The bill expands federally funded legal resources, multilingual assistance, training, and legal protections to encourage ERPO petitions and earlier interventions for public safety, but does so at measurable fiscal cost and with risks to due process, uneven implementation, limited remedies for those harmed by bad‑faith petitions, and potential conflicts where local offices are funded to both support and oppose petitioners.
Covered petitioners — including immigrants and non-English speakers — will get substantially improved access to counsel, interpreters, and multilingual legal resources (hiring of attorneys/coordinators), speeding and improving ERPO representation.
People who petition for ERPOs will be largely shielded from most civil lawsuits arising from filing a petition, reducing fear of retaliation and encouraging more people to come forward when concerned about firearm risk.
State, local, Tribal and federal authorities — and the public they serve — may see more and earlier ERPO filings (enabling earlier interventions to prevent firearm harm) as petitioners face fewer civil-suit risks.
Victims or others harmed by retaliatory or bad‑faith petitions may lose access to a federal forum and face limited remedies unless they can prove a petition was false or intentionally harassing, constraining redress for real harms.
People subject to ERPOs may face increased risk of erroneous firearm removal or perceived due‑process problems if standards and implementation vary across jurisdictions.
Taxpayers will fund up to about $350 million in new federal spending between 2028–2034 to run this program.
Based on analysis of 3 sections of legislative text.
Creates a federal grant program to fund legal representation, interpretation, resource centers, staff, and training for people seeking ERPOs and limits most federal suits against such petitioners.
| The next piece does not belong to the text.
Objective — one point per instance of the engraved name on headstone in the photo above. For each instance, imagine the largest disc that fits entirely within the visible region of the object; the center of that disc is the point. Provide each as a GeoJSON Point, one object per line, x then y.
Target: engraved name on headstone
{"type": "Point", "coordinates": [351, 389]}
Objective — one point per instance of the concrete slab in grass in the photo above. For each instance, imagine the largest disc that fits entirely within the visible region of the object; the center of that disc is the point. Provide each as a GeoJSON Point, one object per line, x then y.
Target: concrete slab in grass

Introduced January 21, 2026 by Judy Chu · Last progress January 21, 2026
Creates a federal grant program to help people who file extreme risk protection order (ERPO) petitions get legal representation, interpretation services, and access to multilingual legal resources; funds may also support hiring staff, subgrants to nonprofit legal aid groups, and practitioner training. The Attorney General would award grants to States, local governments, and Tribal governments and the bill authorizes $50 million per year for fiscal years 2028–2034. The measure also prevents most federal courts from hearing lawsuits that arise solely because someone filed an ERPO petition, except when a petitioner filed a knowingly false or intentionally harassing petition.